また、新たに経験豊富な栄養教諭を迎え、いよいよ始まる給食を通しての「食に関する指導」にも大きな期待を抱いています。“人間は食から命をもらって生きている”ーこうした基本に気づき、学び、食に対しての意識を高めていってほしいと考えています。
“食に関する指導”を実りあるものにするために、はじめにすべきこと、それは「おいしい給食」を出すことです。おいしさは子供たちの心を捉え、食に興味を抱かせます。またそれに応えて、先生方も力を入れるようになる。「食に関する指導」を実施する上で大切なのは、給食に携わるすべての方がそれぞれにモチベーションを持ち意識高く臨むことでしょう。

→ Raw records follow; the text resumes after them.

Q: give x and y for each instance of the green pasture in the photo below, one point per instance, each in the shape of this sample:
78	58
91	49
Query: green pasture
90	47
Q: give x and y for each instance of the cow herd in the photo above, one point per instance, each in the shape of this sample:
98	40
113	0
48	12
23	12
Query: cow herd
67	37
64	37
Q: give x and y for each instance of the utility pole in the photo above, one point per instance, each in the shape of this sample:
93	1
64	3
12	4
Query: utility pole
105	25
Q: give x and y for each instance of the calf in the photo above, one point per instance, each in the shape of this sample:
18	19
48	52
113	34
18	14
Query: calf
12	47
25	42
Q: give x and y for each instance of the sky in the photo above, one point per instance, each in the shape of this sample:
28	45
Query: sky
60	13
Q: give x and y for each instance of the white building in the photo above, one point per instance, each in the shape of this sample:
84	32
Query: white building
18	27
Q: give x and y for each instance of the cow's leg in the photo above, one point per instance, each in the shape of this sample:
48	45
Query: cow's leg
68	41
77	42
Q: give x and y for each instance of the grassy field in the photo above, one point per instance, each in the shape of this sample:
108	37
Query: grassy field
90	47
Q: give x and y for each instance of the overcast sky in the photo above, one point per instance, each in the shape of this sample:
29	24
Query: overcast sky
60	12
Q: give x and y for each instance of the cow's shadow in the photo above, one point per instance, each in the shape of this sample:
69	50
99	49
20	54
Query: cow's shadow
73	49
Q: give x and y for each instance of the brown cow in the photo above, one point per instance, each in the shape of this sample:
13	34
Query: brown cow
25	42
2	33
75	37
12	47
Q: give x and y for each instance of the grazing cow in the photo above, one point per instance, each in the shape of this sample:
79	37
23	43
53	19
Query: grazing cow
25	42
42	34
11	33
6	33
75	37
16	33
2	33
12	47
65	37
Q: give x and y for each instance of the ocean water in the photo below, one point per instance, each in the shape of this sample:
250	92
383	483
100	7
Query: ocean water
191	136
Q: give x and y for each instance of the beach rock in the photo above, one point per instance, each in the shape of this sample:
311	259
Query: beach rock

ところで、おいしい給食といっても子どもたちが食べたいもの、という意味ではありません。栄養教諭が専門家の視点でいいと思うもの、それが栄養的にも食文化的にもバランスの取れた豊かな食事になると考えています。多目的室を活用したバイキング形式など、今後の可能性はさまざま。将来的には、ここでの試みが小学校の「食に関する指導」の教科書となるよう取り組んでいきます。
ご利用者に伺いました!
食文化の大切さも伝える“食育”へ。
お茶の水女子大学
大学院准教授
食育プロジェクトリーダー
藤原葉子氏- 一般に、食育は「栄養と健康」の側面が大きく取り上げられますが、食育をもっと幅広く「食文化」の視点で捉えることも大切だと考えています。実際、煮ると茹でるの違いや、ひと煮立ちがわからない子どもたちも多数います。こうした現状も踏まえ、“生きる力”を身につける総合教育として、食を教材とした教育プログラムを構築したいと考えています。
本学では日本の食育のリーダーとなる栄養教諭を育成する人材を輩出するとともに、活動成果は『食育お茶大モデル』として提案し、社会に貢献する食育研究の拠点になることを目指しています。